Dedicação é a palavra que entrelaça a vida de ‘Clarinha’ e do médico coronel Jorge Potratz desde 22 de junho de 2001. Os dois viveram um relacionamento diferente entre paciente e médico durante 22 anos, quando o coronel passou a atendê-la e definiu como meta ajudar a encontrar a família da ‘desconhecida’.
“O tempo foi passando e nós (equipe médica) percebemos que criamos um vínculo de afetividade. Fomos criando uma afetividade e carinho muito grande por ela que sempre conviveu com diversos pacientes. Fui aceitando a condição como definitiva, mas sempre pensei que podia encontrar a família dela e passei a buscar isso. Era um sonho”, contou Potratz.
Clarinha foi atropelada por um ônibus em 12 de junho de 2000. As sequelas do acidente a deixaram em coma vegetativo e nenhum familiar foi encontrado. Desde então, ela estava internada no Hospital da Polícia Militar (HPM) onde permaneceu até a morte, nesta quinta-feira (14).
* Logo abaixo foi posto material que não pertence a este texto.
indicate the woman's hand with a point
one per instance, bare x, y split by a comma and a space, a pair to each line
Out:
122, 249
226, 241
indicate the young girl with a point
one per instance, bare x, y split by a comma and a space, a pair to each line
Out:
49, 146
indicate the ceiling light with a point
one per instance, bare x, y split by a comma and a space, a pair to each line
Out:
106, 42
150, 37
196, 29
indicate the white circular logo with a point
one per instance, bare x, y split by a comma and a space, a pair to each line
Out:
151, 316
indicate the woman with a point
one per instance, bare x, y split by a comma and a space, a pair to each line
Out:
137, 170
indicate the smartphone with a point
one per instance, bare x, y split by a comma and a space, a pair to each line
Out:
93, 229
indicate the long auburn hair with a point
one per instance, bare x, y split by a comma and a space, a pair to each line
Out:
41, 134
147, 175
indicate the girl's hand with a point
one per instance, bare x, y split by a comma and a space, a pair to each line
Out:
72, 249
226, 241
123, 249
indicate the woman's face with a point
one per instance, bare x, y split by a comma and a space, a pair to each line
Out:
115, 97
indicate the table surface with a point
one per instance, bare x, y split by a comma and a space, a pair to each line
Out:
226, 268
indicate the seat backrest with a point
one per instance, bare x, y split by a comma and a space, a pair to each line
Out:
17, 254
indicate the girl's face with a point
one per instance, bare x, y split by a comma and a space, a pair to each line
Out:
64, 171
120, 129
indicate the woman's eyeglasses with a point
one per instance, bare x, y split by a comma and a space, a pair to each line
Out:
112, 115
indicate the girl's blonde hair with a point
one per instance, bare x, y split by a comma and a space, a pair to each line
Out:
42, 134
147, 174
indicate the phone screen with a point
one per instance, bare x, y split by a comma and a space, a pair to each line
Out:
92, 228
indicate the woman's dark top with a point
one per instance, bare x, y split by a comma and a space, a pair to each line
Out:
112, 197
A intenção de encontrar os familiares não era, nas palavras dele, devolver uma pessoa com sequelas, mas oferecer vida digna e humana. Ao lado da mãe, pai e possíveis irmãos, o plano era construir uma estrutura para ela viver junto a parentes. Como não foram achados, a relação familiar passou a existir no centro hospitalar.
O primeiro detalhe de carinho mais profundo veio na decisão do nome dela. Indicado pelo "médico particular", a paciente foi batizada de ‘Clarinha’, por ela ser muita ‘novinha’ e ‘branquinha’ na época do acidente. Desde então, a parceria para que ela vivesse com a melhor qualidade de vida possível foi iniciada.
Todos os momentos vividos com ela são relembrados com emoção e amor pelo Coronel, principalmente ao recordar da ajuda mútua entre profissionais do HPM e até mesmo acompanhantes de outros internados.
“Normalmente quando a pessoa está internada a família traz materiais de higiene e o pessoal começa a me pedir. A princípio iríamos comprando avulso, mas com o passar dos meses coloquei em minhas compras pessoais. Outras pessoas ajudavam, familiares de outros pacientes, os próprios funcionários lavavam as roupas e os levavam para casa para lavar”, destacou o coronel.
Esquecer a história nas mais de duas décadas compartilhadas com a paciente não passa pela mente do coronel. Ao saber da morte dela na noite de quinta-feira (14) ele começou articular formas de enterrá-la como ‘Clarinha’ e não uma pessoa sem identificação.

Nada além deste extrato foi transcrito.